I was annoyed at the framing of race itself, Cobb using Othello as a parallel of his experiences in the white theatre establishment. The concept of race as it is today in America didn’t exist in Shakespeare’s day. Whiteness, Blackness, the one-drop rule, were “scientific” inventions created to justify chattel slavery, which was only in its nascency when Shakespeare wrote Othello. Cobb’s racialized experiences as a black man in 20thcentury America doesn’t necessarily translate to Elizabethan England, and to say that it does both belies a certain, very American, arrogance and privilege of its own, as well as implies that the current iteration of white supremacist infrastructure is more eternal, universal, and perhaps biologically based that it actually is, which, ultimately, gives it too much power and too much credit.

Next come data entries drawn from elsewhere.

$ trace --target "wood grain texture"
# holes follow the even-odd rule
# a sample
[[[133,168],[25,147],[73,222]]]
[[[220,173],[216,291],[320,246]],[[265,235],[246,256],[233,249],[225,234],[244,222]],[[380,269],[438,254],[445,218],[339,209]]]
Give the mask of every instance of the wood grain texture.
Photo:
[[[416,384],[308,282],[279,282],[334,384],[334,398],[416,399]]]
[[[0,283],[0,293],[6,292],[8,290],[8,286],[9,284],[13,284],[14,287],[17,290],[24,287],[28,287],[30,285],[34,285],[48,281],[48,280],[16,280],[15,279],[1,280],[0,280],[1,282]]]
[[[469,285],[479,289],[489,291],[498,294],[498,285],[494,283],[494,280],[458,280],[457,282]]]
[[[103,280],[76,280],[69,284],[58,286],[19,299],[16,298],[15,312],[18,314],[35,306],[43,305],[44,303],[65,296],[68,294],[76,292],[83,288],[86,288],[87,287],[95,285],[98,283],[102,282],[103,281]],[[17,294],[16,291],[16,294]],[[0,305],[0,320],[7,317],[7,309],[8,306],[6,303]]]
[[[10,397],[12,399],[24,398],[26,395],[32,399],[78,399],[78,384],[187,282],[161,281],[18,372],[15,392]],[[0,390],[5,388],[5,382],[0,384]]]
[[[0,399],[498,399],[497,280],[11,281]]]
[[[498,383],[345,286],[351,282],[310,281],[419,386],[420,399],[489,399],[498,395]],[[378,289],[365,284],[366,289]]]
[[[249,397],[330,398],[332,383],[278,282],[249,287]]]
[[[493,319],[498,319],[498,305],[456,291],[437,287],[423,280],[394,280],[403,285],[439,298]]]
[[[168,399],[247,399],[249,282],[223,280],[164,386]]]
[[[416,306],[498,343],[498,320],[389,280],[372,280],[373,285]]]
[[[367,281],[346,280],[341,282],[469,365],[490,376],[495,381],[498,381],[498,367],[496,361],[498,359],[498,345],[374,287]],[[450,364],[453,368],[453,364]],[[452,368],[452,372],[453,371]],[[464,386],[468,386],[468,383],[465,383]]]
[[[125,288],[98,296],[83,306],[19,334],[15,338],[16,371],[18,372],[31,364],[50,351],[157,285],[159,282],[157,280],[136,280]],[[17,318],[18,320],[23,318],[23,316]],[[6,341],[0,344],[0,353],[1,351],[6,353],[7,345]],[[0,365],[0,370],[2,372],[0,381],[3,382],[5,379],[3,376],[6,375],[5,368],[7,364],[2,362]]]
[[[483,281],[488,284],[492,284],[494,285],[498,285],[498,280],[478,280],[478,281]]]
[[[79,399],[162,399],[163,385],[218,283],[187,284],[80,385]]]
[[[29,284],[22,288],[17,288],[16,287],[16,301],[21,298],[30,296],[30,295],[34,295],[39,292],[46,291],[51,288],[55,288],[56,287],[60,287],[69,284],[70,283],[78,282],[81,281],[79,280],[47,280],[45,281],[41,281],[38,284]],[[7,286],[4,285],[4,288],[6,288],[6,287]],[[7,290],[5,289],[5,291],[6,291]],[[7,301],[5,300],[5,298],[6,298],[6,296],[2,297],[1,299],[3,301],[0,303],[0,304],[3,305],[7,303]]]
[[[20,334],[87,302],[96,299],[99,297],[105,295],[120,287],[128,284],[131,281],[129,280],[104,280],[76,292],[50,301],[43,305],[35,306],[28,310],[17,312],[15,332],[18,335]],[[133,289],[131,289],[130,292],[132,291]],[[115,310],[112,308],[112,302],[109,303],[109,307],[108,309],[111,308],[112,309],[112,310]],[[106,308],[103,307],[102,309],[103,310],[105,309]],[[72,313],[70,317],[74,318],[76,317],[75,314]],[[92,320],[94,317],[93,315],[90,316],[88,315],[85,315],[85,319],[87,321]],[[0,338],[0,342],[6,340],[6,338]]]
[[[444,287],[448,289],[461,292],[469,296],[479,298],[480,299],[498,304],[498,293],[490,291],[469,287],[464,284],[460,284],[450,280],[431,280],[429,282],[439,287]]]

Finally, as the performance ended, the couple next to me, white, middle-aged, upper middle class, remarked to each other, “That was so powerful. So, so powerful.” It kind of reminded me of when Dave Chappelle heard a white man laughing at his comedy a little too hard, a revelation that led him to quit the industry for a decade. I’m disturbed by the overwhelming praise from white liberal audiences, for whom this might be the catharsis of the week, the glowing write-ups from white reviewers, who write about it as if it’s the first time they’ve heard about racism in theatre. Is anything actually going to change? Is this white couple going to take note and demand better from their local theaters, call their legislators, check themselves, or is this it, they’re just going to go home and pat themselves on the back for having “done their part”?
That’s the unsettling question that haunts me, weeks after seeing American Moor. Is this performance of racial pain just a ritualized self-flagellation session for elite liberal audiences to assuage their white guilt? Is this a commodification of ethnic trauma for white liberals to consume while doing nothing to change the institutions that oppress Cobb and others? Is this the new minstrel show?